His wedding is gonna be a lot of fun.
UPDATE: Tom Foremski over on Silicon Valley Watcher videoed Chris (with a bit part by me) at the PodCamp over the weekend about a new content management system he’s working on.
Here’s a 30-minute uncut interview with Bill Watkins, CEO of Seagate. Disclaimer, Seagate is my sponsor, so I start the interview with “why are you sponsoring my show?”
His answer? That the people he’s interested in reaching (the younger, more tech hip generation) will watch Internet video.
We talk about a variety of other things about what Seagate is trying to do.
Is this an advertisement? Yes. But it’s not like any advertisement I’ve seen on the Internet or on main stream TV.
“This is not your daddy’s disk drive company,” he says.
* Seagate had a tough time getting funding back in 1980. Why? The VCs thought no one would want to buy a 5MB hard drive.
* The way Seagate made their new 750GB drive (largest in the industry) is to stand the magnets on end, like a forest of trees, instead of laying them down like has always been done.
* They are going to go beyond just magnetic storage in future generations to build multi-terabyte drives by heating up and cooling the media to enable even tighter storage.
* Seagate is shipping new kinds of storage devices for Windows Vista that combine hard drives and Flash memory, which will speed up the boot time.
* Every TV in the world will have a hard disk on it, or around it, he says.
* “It’s amazing what shit for brains we have in this industry,” he says, when talking about the standards fight between BlueRay and HD-DVD.
* They sell hard drives into Sony’s cameras (and PlayStation 3 too).
* He wants Seagate to help facilitate content distribution.
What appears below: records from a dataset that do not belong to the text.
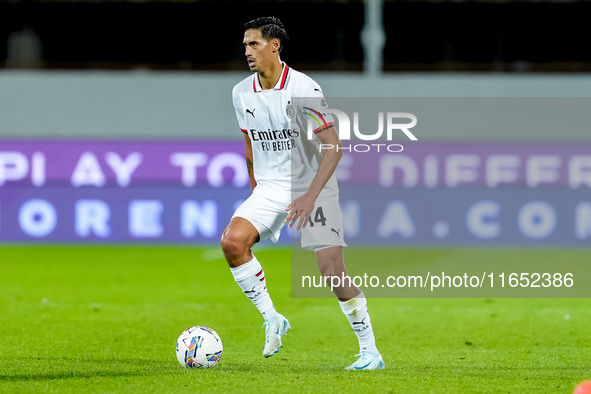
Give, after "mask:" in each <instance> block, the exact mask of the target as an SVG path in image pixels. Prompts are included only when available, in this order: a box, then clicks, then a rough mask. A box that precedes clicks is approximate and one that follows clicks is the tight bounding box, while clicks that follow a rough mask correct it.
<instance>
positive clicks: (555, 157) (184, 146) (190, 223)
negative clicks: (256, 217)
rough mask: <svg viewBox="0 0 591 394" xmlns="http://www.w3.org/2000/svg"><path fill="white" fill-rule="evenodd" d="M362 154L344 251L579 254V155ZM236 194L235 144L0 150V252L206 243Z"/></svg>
mask: <svg viewBox="0 0 591 394" xmlns="http://www.w3.org/2000/svg"><path fill="white" fill-rule="evenodd" d="M365 145H367V146H370V149H373V150H376V149H388V146H389V145H383V146H380V145H379V144H375V146H371V144H365ZM365 149H366V147H365V146H364V144H356V145H354V146H353V145H348V144H344V146H343V150H344V155H343V158H342V159H341V161H340V163H339V167H338V168H337V171H336V174H337V178H338V180H339V186H340V190H341V193H340V196H341V197H340V204H341V207H342V211H343V220H344V223H343V225H344V232H345V234H346V237H347V241H348V242H353V243H359V244H382V245H397V244H400V245H420V244H423V245H462V244H478V245H488V244H490V245H578V246H587V245H588V244H589V242H590V239H591V193H590V191H591V145H589V144H527V143H513V144H501V143H432V142H431V143H426V142H418V141H412V142H407V143H405V145H404V147H403V149H401V150H400V151H396V152H394V150H395V149H394V148H392V147H390V149H391V151H390V152H387V154H382V153H384V152H380V153H381V154H372V152H370V151H368V152H364V150H365ZM249 193H250V187H249V178H248V173H247V170H246V166H245V163H244V145H243V143H242V142H216V141H133V142H131V141H1V142H0V242H4V243H15V242H16V243H18V242H66V243H94V242H107V243H185V244H186V243H217V242H218V241H219V238H220V235H221V233H222V231H223V229H224V227H225V226H226V224H227V223H228V221H229V219H230V217H231V216H232V213H233V212H234V209H235V208H236V207H237V205H238V204H240V203H241V202H242V201H243V200H244V199H245V198H247V197H248V195H249ZM291 235H293V236H294V237H296V236H297V235H298V234H296V233H295V232H294V234H290V233H289V232H287V231H284V234H283V235H282V238H281V240H280V242H282V243H289V238H290V236H291Z"/></svg>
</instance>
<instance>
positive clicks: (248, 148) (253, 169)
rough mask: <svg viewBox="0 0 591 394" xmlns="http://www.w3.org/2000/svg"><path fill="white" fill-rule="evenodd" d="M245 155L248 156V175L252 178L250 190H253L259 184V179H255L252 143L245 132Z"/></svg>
mask: <svg viewBox="0 0 591 394" xmlns="http://www.w3.org/2000/svg"><path fill="white" fill-rule="evenodd" d="M244 156H245V157H246V168H247V169H248V177H249V178H250V190H251V191H253V190H254V188H255V187H256V186H257V181H256V179H254V165H253V155H252V143H251V142H250V137H249V136H248V134H247V133H244Z"/></svg>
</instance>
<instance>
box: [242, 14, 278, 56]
mask: <svg viewBox="0 0 591 394" xmlns="http://www.w3.org/2000/svg"><path fill="white" fill-rule="evenodd" d="M249 29H258V30H260V32H261V36H263V38H264V39H265V40H267V41H269V40H270V39H272V38H277V39H279V42H280V44H281V45H280V46H279V52H281V50H282V49H283V45H284V43H285V41H287V40H288V38H289V37H287V32H286V31H285V27H283V22H281V21H280V20H279V18H275V17H274V16H263V17H261V18H257V19H253V20H251V21H250V22H246V23H245V24H244V31H246V30H249Z"/></svg>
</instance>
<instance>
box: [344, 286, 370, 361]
mask: <svg viewBox="0 0 591 394" xmlns="http://www.w3.org/2000/svg"><path fill="white" fill-rule="evenodd" d="M339 304H340V305H341V310H342V311H343V313H344V314H345V316H347V319H349V323H350V324H351V328H353V331H355V334H356V335H357V339H358V340H359V350H360V352H369V353H379V352H378V348H377V347H376V340H375V337H374V335H373V328H372V326H371V319H370V318H369V313H367V300H366V299H365V295H364V294H363V292H362V293H361V294H359V295H358V296H357V297H355V298H351V299H350V300H349V301H339Z"/></svg>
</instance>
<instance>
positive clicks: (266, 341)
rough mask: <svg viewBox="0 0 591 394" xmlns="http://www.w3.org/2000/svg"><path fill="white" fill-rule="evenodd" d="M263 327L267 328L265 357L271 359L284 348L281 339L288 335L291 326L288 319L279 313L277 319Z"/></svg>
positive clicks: (265, 325) (263, 352) (265, 342)
mask: <svg viewBox="0 0 591 394" xmlns="http://www.w3.org/2000/svg"><path fill="white" fill-rule="evenodd" d="M263 327H265V347H264V349H263V356H265V357H271V356H272V355H273V354H275V353H277V352H278V351H279V349H280V348H282V347H283V344H282V343H281V337H282V336H284V335H285V334H287V332H288V331H289V329H290V328H291V326H290V325H289V322H288V321H287V319H286V318H285V317H284V316H283V315H280V314H279V313H278V314H277V317H276V318H274V319H271V320H269V321H266V322H265V324H263Z"/></svg>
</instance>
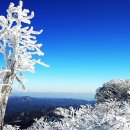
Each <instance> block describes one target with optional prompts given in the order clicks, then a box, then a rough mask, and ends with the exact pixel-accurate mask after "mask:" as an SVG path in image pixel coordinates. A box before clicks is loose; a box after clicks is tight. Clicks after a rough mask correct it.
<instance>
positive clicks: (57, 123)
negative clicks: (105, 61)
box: [4, 79, 130, 130]
mask: <svg viewBox="0 0 130 130" xmlns="http://www.w3.org/2000/svg"><path fill="white" fill-rule="evenodd" d="M129 83H130V82H129V81H128V80H119V79H118V80H111V81H109V82H107V83H105V84H104V85H103V87H102V89H103V92H104V93H107V91H108V90H109V87H110V90H114V87H115V86H118V87H119V88H118V89H120V91H118V90H117V89H116V91H117V93H118V94H117V95H118V96H119V97H121V96H120V94H121V93H122V91H124V90H126V89H125V88H126V87H127V91H125V93H126V94H127V92H128V91H129V89H128V88H129V87H128V86H129ZM104 87H107V88H106V89H104ZM112 88H113V89H112ZM100 90H101V88H100ZM105 91H106V92H105ZM108 92H109V91H108ZM101 94H103V93H102V91H99V89H98V91H97V93H96V97H97V95H101ZM101 97H102V98H103V99H104V95H101ZM105 97H106V95H105ZM108 97H109V95H108ZM103 99H102V100H103ZM117 99H118V98H115V97H113V96H112V97H111V98H109V99H107V100H106V99H105V101H104V100H103V101H102V100H101V101H98V103H97V104H96V105H95V106H93V107H92V106H91V105H81V106H80V108H79V109H78V108H77V109H74V108H73V107H69V109H66V108H57V109H55V113H56V114H57V115H61V118H60V119H59V120H54V121H48V120H47V119H45V118H44V117H42V118H40V119H35V123H34V124H33V125H32V126H31V127H29V128H27V129H26V130H129V129H130V103H129V101H128V100H127V98H126V101H125V98H120V100H117ZM122 99H123V100H122ZM11 127H12V126H5V128H4V129H5V130H9V129H10V128H11ZM13 129H14V130H17V129H18V127H16V128H15V127H14V128H13V127H12V130H13Z"/></svg>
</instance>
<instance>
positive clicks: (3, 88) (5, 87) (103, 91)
mask: <svg viewBox="0 0 130 130" xmlns="http://www.w3.org/2000/svg"><path fill="white" fill-rule="evenodd" d="M22 7H23V2H22V1H20V2H19V5H18V6H16V7H15V6H14V4H13V3H10V5H9V8H8V9H7V18H6V17H4V16H0V52H1V53H2V54H3V56H4V60H5V64H6V65H5V67H4V68H3V69H1V70H0V130H3V129H4V130H19V129H20V128H19V127H18V126H11V125H6V126H4V128H3V120H4V115H5V110H6V105H7V101H8V97H9V95H10V94H11V92H12V84H13V82H14V80H16V81H18V82H19V83H20V84H21V86H22V87H23V88H25V87H24V84H23V79H24V77H23V72H24V71H29V72H34V71H35V64H36V63H38V64H41V65H43V66H48V65H46V64H45V63H43V62H41V60H40V59H37V60H36V59H33V55H35V54H37V55H39V56H43V55H44V53H43V52H42V51H41V50H40V48H41V46H42V44H37V41H36V37H35V35H36V34H40V33H41V32H42V30H41V31H39V32H37V31H34V30H33V27H29V26H24V27H23V26H22V23H24V24H30V23H31V21H30V20H31V19H32V18H33V17H34V12H31V14H30V15H28V14H29V12H30V11H29V10H28V9H22ZM7 48H8V49H7ZM95 97H96V99H97V104H96V105H95V106H94V107H92V106H90V105H84V106H80V108H79V109H74V108H73V107H70V108H69V109H65V108H57V109H56V110H55V113H56V114H58V115H62V118H60V119H59V120H53V121H48V119H45V118H44V117H42V118H41V119H35V123H34V124H33V125H32V126H31V127H29V128H27V129H26V130H129V129H130V104H129V98H130V81H129V80H111V81H109V82H107V83H105V84H104V85H103V87H101V88H99V89H97V92H96V96H95Z"/></svg>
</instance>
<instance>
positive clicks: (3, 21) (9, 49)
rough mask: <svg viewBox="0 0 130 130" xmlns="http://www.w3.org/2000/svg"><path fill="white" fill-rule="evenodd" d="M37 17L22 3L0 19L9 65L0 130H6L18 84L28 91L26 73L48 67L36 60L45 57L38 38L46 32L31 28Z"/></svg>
mask: <svg viewBox="0 0 130 130" xmlns="http://www.w3.org/2000/svg"><path fill="white" fill-rule="evenodd" d="M33 17H34V12H33V11H32V12H31V13H30V11H29V10H28V9H23V2H22V1H19V5H18V6H16V7H15V5H14V3H10V5H9V8H8V9H7V17H5V16H0V52H1V53H2V54H3V57H4V62H5V66H4V67H3V68H2V69H1V70H0V130H3V121H4V115H5V110H6V106H7V102H8V97H9V95H10V94H11V92H12V85H13V83H14V81H17V82H18V83H19V84H20V85H21V86H22V88H23V89H25V86H24V76H23V72H25V71H28V72H35V64H36V63H38V64H41V65H43V66H46V67H48V65H46V64H45V63H43V62H42V61H41V60H40V59H34V57H33V55H38V56H43V55H44V53H43V52H42V51H41V46H42V44H37V40H36V35H38V34H40V33H42V30H41V31H34V29H33V27H32V26H31V27H30V26H29V24H31V19H32V18H33ZM23 24H24V26H23Z"/></svg>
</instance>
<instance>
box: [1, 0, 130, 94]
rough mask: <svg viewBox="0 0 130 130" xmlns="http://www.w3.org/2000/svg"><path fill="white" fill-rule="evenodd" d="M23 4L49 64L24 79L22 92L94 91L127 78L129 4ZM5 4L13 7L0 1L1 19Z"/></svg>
mask: <svg viewBox="0 0 130 130" xmlns="http://www.w3.org/2000/svg"><path fill="white" fill-rule="evenodd" d="M23 1H24V8H27V9H30V10H32V11H34V12H35V18H34V19H33V20H32V26H34V28H35V30H40V29H43V30H44V32H43V33H42V34H41V35H40V36H38V37H37V38H38V42H39V43H41V42H42V43H43V44H44V46H43V48H42V50H43V51H44V52H45V56H44V57H43V58H42V60H43V61H44V62H45V63H47V64H49V65H50V68H43V67H42V66H40V65H37V66H36V73H35V74H30V73H26V74H25V75H26V78H27V79H28V82H27V83H26V86H27V91H49V92H53V91H55V92H95V90H96V88H98V87H101V86H102V84H103V83H104V82H107V81H109V80H111V79H114V78H121V79H129V77H130V1H129V0H33V1H31V0H23ZM10 2H14V3H16V4H18V0H6V2H5V0H1V1H0V6H1V8H0V14H1V15H5V14H6V9H7V7H8V5H9V3H10ZM15 90H17V87H15Z"/></svg>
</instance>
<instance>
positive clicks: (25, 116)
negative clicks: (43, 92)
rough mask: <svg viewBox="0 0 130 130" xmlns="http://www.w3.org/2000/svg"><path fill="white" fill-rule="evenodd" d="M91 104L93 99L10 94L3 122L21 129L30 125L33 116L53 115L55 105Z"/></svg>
mask: <svg viewBox="0 0 130 130" xmlns="http://www.w3.org/2000/svg"><path fill="white" fill-rule="evenodd" d="M85 104H91V105H94V104H95V101H94V100H93V101H86V100H81V99H72V98H71V99H67V98H34V97H29V96H24V97H16V96H11V97H10V98H9V102H8V105H7V109H6V116H5V123H6V124H11V125H19V126H21V128H22V129H24V128H27V127H29V126H31V125H32V123H33V122H34V119H35V118H40V117H42V116H46V117H50V118H51V117H54V116H55V115H54V113H53V111H54V110H55V108H57V107H65V108H68V107H69V106H73V107H75V108H78V107H79V106H80V105H85Z"/></svg>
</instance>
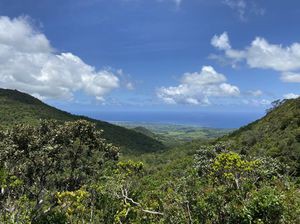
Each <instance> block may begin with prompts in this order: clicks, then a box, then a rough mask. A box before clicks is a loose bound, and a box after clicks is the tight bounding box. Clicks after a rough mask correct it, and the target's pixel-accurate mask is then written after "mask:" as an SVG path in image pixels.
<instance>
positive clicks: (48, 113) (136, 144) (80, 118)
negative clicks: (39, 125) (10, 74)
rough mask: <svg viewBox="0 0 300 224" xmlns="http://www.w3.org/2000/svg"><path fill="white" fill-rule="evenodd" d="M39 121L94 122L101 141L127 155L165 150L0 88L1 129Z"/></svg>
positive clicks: (142, 138) (90, 119)
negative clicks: (104, 141) (21, 124)
mask: <svg viewBox="0 0 300 224" xmlns="http://www.w3.org/2000/svg"><path fill="white" fill-rule="evenodd" d="M41 119H42V120H52V119H54V120H57V121H61V122H65V121H77V120H82V119H84V120H87V121H89V122H92V123H94V124H95V125H96V127H97V129H98V130H104V132H103V138H105V139H107V141H108V142H111V143H113V144H114V145H117V146H120V147H122V148H123V149H124V150H125V149H126V152H131V153H141V152H151V151H159V150H162V149H164V148H165V147H164V145H163V144H162V143H161V142H159V141H157V140H155V139H153V138H150V137H148V136H146V135H144V134H142V133H137V132H135V131H133V130H129V129H127V128H123V127H120V126H117V125H113V124H110V123H107V122H103V121H99V120H95V119H91V118H88V117H84V116H77V115H72V114H70V113H67V112H64V111H61V110H59V109H56V108H54V107H51V106H49V105H47V104H44V103H43V102H42V101H40V100H38V99H36V98H34V97H32V96H30V95H28V94H25V93H22V92H19V91H17V90H9V89H1V88H0V127H1V126H3V127H11V126H12V125H15V124H21V123H23V124H30V125H38V124H39V122H40V120H41ZM124 150H123V151H124Z"/></svg>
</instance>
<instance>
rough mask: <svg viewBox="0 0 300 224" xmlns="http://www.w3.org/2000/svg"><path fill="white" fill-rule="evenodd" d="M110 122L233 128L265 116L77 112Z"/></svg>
mask: <svg viewBox="0 0 300 224" xmlns="http://www.w3.org/2000/svg"><path fill="white" fill-rule="evenodd" d="M75 113H76V114H81V115H84V116H88V117H90V118H93V119H97V120H102V121H106V122H109V123H139V124H142V123H145V124H149V123H150V124H169V125H186V126H197V127H207V128H224V129H232V128H239V127H242V126H244V125H247V124H249V123H251V122H254V121H255V120H257V119H259V118H261V117H262V116H264V113H262V112H195V111H192V112H191V111H189V112H179V111H101V112H99V111H97V112H95V111H85V112H75Z"/></svg>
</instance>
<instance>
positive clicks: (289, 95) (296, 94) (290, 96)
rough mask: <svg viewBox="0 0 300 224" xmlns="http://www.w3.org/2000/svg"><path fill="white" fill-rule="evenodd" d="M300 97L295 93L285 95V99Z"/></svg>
mask: <svg viewBox="0 0 300 224" xmlns="http://www.w3.org/2000/svg"><path fill="white" fill-rule="evenodd" d="M298 97H300V95H298V94H295V93H288V94H285V95H283V98H284V99H296V98H298Z"/></svg>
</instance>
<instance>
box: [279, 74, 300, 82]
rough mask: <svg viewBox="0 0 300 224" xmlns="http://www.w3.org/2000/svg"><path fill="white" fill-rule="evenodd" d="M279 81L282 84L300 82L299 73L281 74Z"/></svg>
mask: <svg viewBox="0 0 300 224" xmlns="http://www.w3.org/2000/svg"><path fill="white" fill-rule="evenodd" d="M281 80H282V81H284V82H300V72H299V73H295V72H283V73H282V74H281Z"/></svg>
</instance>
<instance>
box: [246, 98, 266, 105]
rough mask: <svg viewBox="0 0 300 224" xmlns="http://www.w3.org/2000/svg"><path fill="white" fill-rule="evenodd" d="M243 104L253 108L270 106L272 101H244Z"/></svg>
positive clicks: (258, 99)
mask: <svg viewBox="0 0 300 224" xmlns="http://www.w3.org/2000/svg"><path fill="white" fill-rule="evenodd" d="M243 103H244V104H247V105H252V106H269V105H271V103H272V101H271V100H268V99H244V100H243Z"/></svg>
Putting all movies from, say, a movie studio and put them on a hard drive.
* He says he doesn’t shut down his PC and explains why toward the end of the video.
Sorry about the audio on me (you can hear Bill just fine, but hearing me is a bit tough). This should be the last interview that gets up that was done with one microphone (I’m getting much better about using two microphones).
He’s pretty outspoken for a CEO, among the most interesting of all the CEOs I’ve interviewed.